Survey sheds light on Grosmont’s historic towers

The brick towers in Grosmont pictured after the conservation work.
The brick towers in Grosmont pictured after the conservation work.

New information has come to light about the history of Grosmont’s 18th Century iron works and its historic brick towers which still stand to this day.

A survey has found Grosmont’s brick towers, originally thought to have been part of a 19th century steam hoist used to transfer ironstone to calcining kilns for roasting prior to smelting, are more likely to be part of later slag works.

The towers are in the North York Moors National Park Authority’s car park which is on the site of an old ironworks that operated between 1863 and 1891.

A recent survey of the remains and comparison with early photographs and site plans from the 19th century indicated that the towers are probably left over from slag reclamation and reprocessing operations which took place on the site from the early 20th century.
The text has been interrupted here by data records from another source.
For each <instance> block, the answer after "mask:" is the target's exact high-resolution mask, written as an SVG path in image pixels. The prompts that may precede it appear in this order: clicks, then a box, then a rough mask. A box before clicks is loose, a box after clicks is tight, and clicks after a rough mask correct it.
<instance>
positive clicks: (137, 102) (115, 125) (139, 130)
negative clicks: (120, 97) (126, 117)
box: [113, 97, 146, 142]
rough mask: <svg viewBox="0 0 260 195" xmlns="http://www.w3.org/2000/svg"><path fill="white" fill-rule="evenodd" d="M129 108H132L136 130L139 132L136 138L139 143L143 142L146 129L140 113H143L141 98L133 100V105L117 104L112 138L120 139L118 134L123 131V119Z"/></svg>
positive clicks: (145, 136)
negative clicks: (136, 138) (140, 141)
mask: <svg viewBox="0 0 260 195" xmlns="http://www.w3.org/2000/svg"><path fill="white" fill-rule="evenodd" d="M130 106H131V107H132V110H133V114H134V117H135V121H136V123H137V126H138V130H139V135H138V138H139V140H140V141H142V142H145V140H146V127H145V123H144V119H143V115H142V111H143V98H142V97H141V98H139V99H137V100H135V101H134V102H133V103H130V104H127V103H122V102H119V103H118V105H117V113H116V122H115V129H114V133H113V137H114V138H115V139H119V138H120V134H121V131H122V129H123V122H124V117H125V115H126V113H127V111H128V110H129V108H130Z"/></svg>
Slag – a by-product of the ironworks – was quarried from waste heaps and hauled back into the site to be crushed to produce roadstone.

The brick towers are thought to have been used in this process.

The survey was conducted prior to conservation work on the towers which had become rather overgrown with vegetation and appeared to be deteriorating due to water ingress which was damaging the brickwork.

This had been exacerbated by the severity of the past two winters.

Work was carried out by North Shield’s Historic Property Restoration Ltd to re-seal the top of the towers and repair areas of damaged brick and stone-work in order to secure the future of these historic structures.

Graham Lee, the National Park Authority’s senior archaeological conservation officer said: “With the advent of the railway and then the discovery of rich deposits of ironstone, Grosmont’s small farming community became a boom town for a short period.

“Although not now thought to be part of the ironworks, the towers are still an important part of Grosmont’s heritage.

“It also goes to show that however well we think we understand the sites around us, there is often additional information out there to discover which can help increase our knowledge of even the recent past.”